Iran has significantly escalated its involvement in Iraq, "raising the heat" by supplying more sophisticated weaponry that is used against U.S. targets and undermining progress made by the U.S. troop increase, Iraqi National Security Adviser Mowaffak al-Rubaie said today.

The number of detained Iranian agents and intercepted Iranian arms shipments this year represents only the "tip of the iceberg" of Tehran's activity in Iraq, Rubaie told editors and reporters at The Washington Post. "What we have arrested is a peanut," he said. Iran's meddling has increased particularly since the United States and Iran reached a stalemate after tense talks in Baghdad in August, he said.

Rubaie's remarks came as U.S. forces killed at least 25 Shiite militants in an operation that targeted a cell suspected of smuggling arms from Iran. The air strike was aimed at the commander of a militia linked to Iran's Quds Force, which is accused of conducting clandestine military operations in Iraq.

Iran has repeatedly denied meddling in Iraq, and even some U.S. officials have questioned whether the activities of the elite Quds Force are specifically authorized by Tehran's top policymakers. But Rubaie asserted that Iran's top officials, including Supreme Leader Ayatollah Ali Khamenei, have approved of Iran's current strategy.

"There is one policy in Iran and others execute that policy, and that's done through the National Security Council. And its chairman is the supreme leader," said Rubaie, a Shiite Muslim who has had close ties with Iran in the past.

Rubaie said Iran's war supplies to militants include upgrades from RPG-7s, a shoulder-fired, rocket-propelled grenade first used by the Soviet Union in the 1960s, to the much more deadly RPG-29, a larger, new generation anti-tank weapon with warheads capable of penetrating American tank armor.

Iran also has provided militants with 240mm missiles that can hit targets 25 to 30 miles away, the longest-range missile now used against U.S. troops in Iraq. Several have been fired in recent months at the fortified Green Zone, where U.S. and international officials are headquartered. Iran also has provided Iraqi militants with more advanced surface-to-air missiles, Rubaie said.

Iran is now "everywhere" in Iraq -- politically, economically, socially, culturally and in support of militants and insurgents, Rubaie said, adding that he also could not rule out Iran's infiltration of Iraq's fledgling intelligence agencies.

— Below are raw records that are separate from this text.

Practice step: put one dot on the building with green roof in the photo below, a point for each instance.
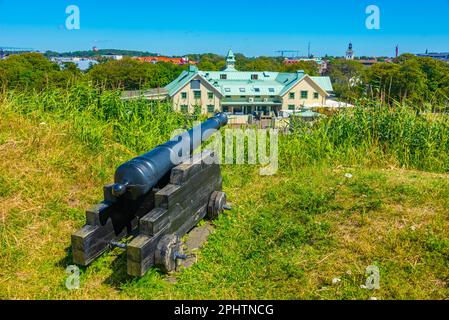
(239, 92)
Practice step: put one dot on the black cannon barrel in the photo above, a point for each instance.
(139, 175)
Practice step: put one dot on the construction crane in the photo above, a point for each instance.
(3, 49)
(282, 52)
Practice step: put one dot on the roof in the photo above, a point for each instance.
(247, 83)
(156, 59)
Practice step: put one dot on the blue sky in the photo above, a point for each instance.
(247, 26)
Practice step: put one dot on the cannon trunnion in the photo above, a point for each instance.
(157, 214)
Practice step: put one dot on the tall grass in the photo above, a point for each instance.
(372, 134)
(368, 134)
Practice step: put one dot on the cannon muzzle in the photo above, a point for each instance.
(138, 176)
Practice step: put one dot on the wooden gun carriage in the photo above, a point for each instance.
(157, 200)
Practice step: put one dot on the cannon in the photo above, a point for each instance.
(156, 199)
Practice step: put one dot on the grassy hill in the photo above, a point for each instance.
(289, 236)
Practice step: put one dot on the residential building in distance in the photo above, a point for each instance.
(322, 64)
(350, 55)
(179, 61)
(82, 63)
(241, 93)
(443, 56)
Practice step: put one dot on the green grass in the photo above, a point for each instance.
(288, 235)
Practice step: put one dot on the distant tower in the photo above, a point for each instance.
(230, 61)
(350, 53)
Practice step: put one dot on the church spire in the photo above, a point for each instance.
(230, 61)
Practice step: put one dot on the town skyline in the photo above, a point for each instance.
(243, 27)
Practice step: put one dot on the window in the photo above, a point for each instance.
(195, 84)
(211, 108)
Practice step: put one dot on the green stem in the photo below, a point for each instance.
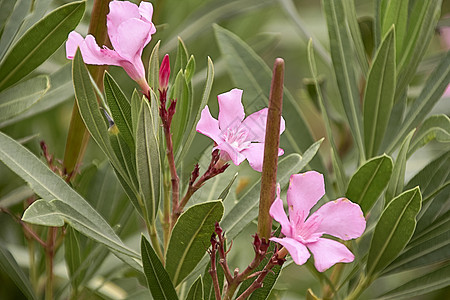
(271, 145)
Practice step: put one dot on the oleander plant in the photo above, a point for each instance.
(209, 149)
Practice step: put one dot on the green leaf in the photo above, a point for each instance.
(433, 89)
(436, 127)
(153, 68)
(421, 26)
(196, 290)
(19, 98)
(397, 181)
(379, 94)
(395, 13)
(148, 162)
(39, 42)
(13, 25)
(342, 56)
(158, 280)
(246, 210)
(9, 266)
(190, 238)
(369, 182)
(432, 281)
(50, 186)
(251, 73)
(120, 109)
(61, 89)
(393, 231)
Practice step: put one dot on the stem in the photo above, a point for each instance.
(271, 145)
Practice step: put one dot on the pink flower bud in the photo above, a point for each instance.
(164, 73)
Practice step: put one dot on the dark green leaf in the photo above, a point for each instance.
(190, 238)
(158, 280)
(39, 42)
(393, 231)
(196, 290)
(369, 181)
(379, 94)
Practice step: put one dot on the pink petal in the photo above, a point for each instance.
(234, 154)
(119, 12)
(277, 212)
(91, 52)
(255, 155)
(255, 125)
(231, 111)
(328, 252)
(296, 249)
(341, 218)
(209, 126)
(305, 189)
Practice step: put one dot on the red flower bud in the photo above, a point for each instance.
(164, 73)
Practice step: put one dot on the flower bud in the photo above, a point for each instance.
(164, 73)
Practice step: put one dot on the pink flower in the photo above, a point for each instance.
(130, 29)
(238, 139)
(340, 218)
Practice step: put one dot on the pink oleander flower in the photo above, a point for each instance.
(130, 29)
(340, 218)
(237, 139)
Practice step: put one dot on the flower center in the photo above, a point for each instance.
(236, 137)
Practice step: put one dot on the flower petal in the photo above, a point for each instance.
(119, 12)
(209, 126)
(277, 212)
(255, 125)
(231, 111)
(327, 252)
(341, 218)
(296, 249)
(91, 52)
(305, 189)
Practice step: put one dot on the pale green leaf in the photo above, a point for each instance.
(39, 42)
(369, 182)
(158, 280)
(190, 238)
(393, 231)
(19, 98)
(379, 94)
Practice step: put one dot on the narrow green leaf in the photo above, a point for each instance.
(198, 109)
(369, 182)
(39, 42)
(251, 73)
(432, 281)
(148, 161)
(342, 56)
(393, 230)
(12, 26)
(50, 186)
(61, 89)
(433, 89)
(436, 127)
(19, 98)
(397, 181)
(190, 238)
(158, 280)
(9, 266)
(379, 94)
(421, 25)
(196, 290)
(120, 109)
(153, 68)
(246, 210)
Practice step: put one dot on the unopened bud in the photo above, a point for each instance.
(164, 73)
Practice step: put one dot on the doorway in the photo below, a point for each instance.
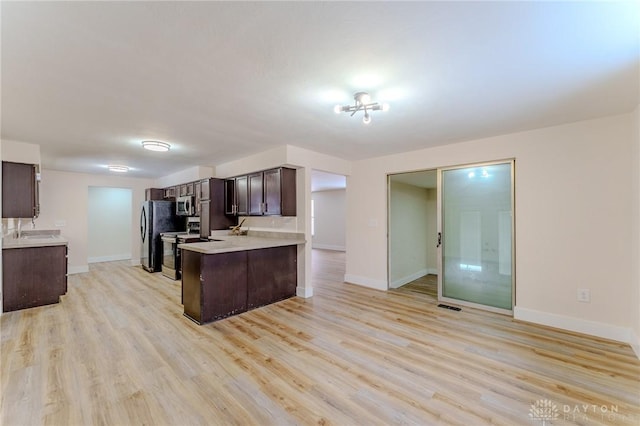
(453, 229)
(413, 262)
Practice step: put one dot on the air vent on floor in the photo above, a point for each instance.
(453, 308)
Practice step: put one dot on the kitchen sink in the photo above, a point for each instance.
(38, 237)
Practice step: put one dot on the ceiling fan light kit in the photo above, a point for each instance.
(362, 103)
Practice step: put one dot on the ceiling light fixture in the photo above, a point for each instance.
(156, 146)
(363, 102)
(118, 169)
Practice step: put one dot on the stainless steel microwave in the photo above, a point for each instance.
(184, 206)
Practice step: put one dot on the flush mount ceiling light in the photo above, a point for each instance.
(118, 169)
(156, 146)
(363, 103)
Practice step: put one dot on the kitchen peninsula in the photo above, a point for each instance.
(34, 268)
(235, 273)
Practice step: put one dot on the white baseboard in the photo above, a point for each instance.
(366, 282)
(593, 328)
(110, 258)
(635, 344)
(328, 247)
(304, 292)
(407, 279)
(78, 269)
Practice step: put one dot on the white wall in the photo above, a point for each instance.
(64, 200)
(189, 175)
(408, 233)
(330, 218)
(635, 226)
(19, 152)
(573, 220)
(109, 220)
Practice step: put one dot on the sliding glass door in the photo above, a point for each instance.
(476, 236)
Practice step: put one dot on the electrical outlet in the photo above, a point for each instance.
(584, 295)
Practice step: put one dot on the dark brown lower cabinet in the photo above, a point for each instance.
(272, 275)
(216, 286)
(33, 276)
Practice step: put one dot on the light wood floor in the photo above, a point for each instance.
(427, 284)
(117, 351)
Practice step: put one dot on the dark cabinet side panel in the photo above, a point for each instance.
(18, 190)
(33, 276)
(224, 285)
(273, 275)
(191, 285)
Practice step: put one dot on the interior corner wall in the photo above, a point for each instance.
(20, 152)
(635, 227)
(329, 219)
(64, 202)
(573, 186)
(109, 217)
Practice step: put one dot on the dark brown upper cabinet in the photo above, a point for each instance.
(19, 190)
(270, 192)
(236, 193)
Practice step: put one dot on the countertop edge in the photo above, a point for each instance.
(32, 243)
(216, 247)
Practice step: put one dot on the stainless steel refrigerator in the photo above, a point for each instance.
(157, 217)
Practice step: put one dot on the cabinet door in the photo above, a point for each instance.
(153, 194)
(33, 276)
(230, 196)
(205, 218)
(256, 194)
(205, 191)
(242, 195)
(197, 189)
(190, 188)
(272, 192)
(170, 193)
(18, 190)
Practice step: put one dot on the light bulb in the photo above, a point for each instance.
(156, 146)
(118, 169)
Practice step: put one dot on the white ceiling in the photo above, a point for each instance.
(221, 80)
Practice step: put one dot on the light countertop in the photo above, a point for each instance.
(34, 238)
(255, 240)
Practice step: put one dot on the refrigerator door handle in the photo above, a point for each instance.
(143, 224)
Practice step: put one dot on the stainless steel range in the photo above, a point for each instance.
(171, 259)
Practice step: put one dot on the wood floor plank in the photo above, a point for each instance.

Rubaie also had tough words for Saudi Arabia, claiming it had done nothing -- "a big fat zero, zilch" -- in fostering the so-called Sunni "awakening" in Anbar province, where tribal sheikhs have begun turning against al-Qaeda in Iraq. The neighboring kingdom also has not done enough to foster the political reconciliation of Iraq's minority Sunnis.

"Saudi Arabia's role in the political progress has been negative. They're not helping," he said.

Rubaie, who has served in all of Iraq's governments since the 2003 invasion, predicted that the next few months will be particularly difficult. The more pressure the United States applies on Iran -- at the United Nations and with punitive sanctions -- because of Tehran's nuclear program, the more tensions are likely to play out in Iraq, he told editors and reporters at The Post.

"Iran will have no choice," Rubaie said. "We are going to pay a heavy price for the escalation between Iran and the United States."